At the U.S. Capitol, Bailly designed the Monumental Clock for the United States House of Representatives Chamber (1858) and carved its wooden case.
[3] One of his most accomplished works is the marble sculpture group Paradise Lost (1863–68), depicting Adam and Eve ruminating on their expulsion from the Garden of Eden.
Bailly carved a number of funerary memorials, including that of the artist William Emlen Cresson (1869), at Laurel Hill Cemetery, which showed the young painter holding his brush and palette (now missing).
[4] He exhibited at the Pennsylvania Academy of the Fine Arts beginning in 1851, was elected an Academician by PAFA in 1860, and taught there during the American Civil War.

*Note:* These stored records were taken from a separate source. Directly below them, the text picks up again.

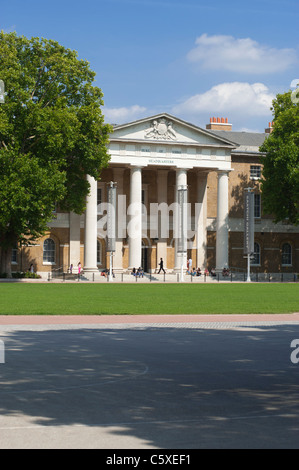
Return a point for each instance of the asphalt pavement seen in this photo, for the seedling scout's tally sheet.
(166, 382)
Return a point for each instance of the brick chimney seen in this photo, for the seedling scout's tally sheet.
(270, 128)
(219, 124)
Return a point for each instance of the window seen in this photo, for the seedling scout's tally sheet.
(256, 259)
(255, 172)
(286, 255)
(257, 206)
(49, 251)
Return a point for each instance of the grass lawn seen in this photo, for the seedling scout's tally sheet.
(101, 299)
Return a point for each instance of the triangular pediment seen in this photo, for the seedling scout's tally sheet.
(164, 128)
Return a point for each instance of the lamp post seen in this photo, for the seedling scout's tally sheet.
(182, 226)
(2, 92)
(111, 225)
(248, 227)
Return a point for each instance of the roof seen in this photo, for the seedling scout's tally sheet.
(246, 141)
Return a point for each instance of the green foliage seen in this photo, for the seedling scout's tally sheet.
(52, 134)
(171, 299)
(280, 185)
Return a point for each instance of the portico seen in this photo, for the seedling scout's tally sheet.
(150, 160)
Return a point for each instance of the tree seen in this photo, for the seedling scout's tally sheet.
(280, 183)
(52, 134)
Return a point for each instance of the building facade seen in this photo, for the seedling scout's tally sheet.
(151, 159)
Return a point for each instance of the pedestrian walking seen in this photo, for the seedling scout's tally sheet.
(161, 266)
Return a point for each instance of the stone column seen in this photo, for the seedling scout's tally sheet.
(74, 240)
(135, 222)
(118, 177)
(162, 198)
(222, 222)
(90, 242)
(181, 180)
(201, 219)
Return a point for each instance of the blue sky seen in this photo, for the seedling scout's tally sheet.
(193, 59)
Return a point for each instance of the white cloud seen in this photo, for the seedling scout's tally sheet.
(240, 55)
(122, 115)
(229, 99)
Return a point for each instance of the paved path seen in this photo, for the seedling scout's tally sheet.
(149, 382)
(142, 319)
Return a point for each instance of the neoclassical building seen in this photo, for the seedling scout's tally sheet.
(151, 159)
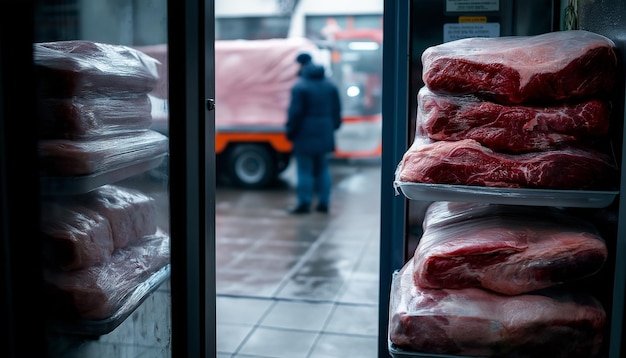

[5] Among his students were Howard Roberts, John J. Boyle, and Alexander Milne Calder (whose submission for the colossal statue of William Penn atop Philadelphia City Hall was selected over Bailly's).
He exhibited several works at the 1876 Centennial Exposition, including the plaster model for an equestrian statue of Venezuela's president, Antonio Guzmán Blanco.
Philadelphia newspaper The Times published an obituary: Joseph A. Bailly, the well-known sculptor, died on Friday at his residence, at the corner of Hutton and Preston streets.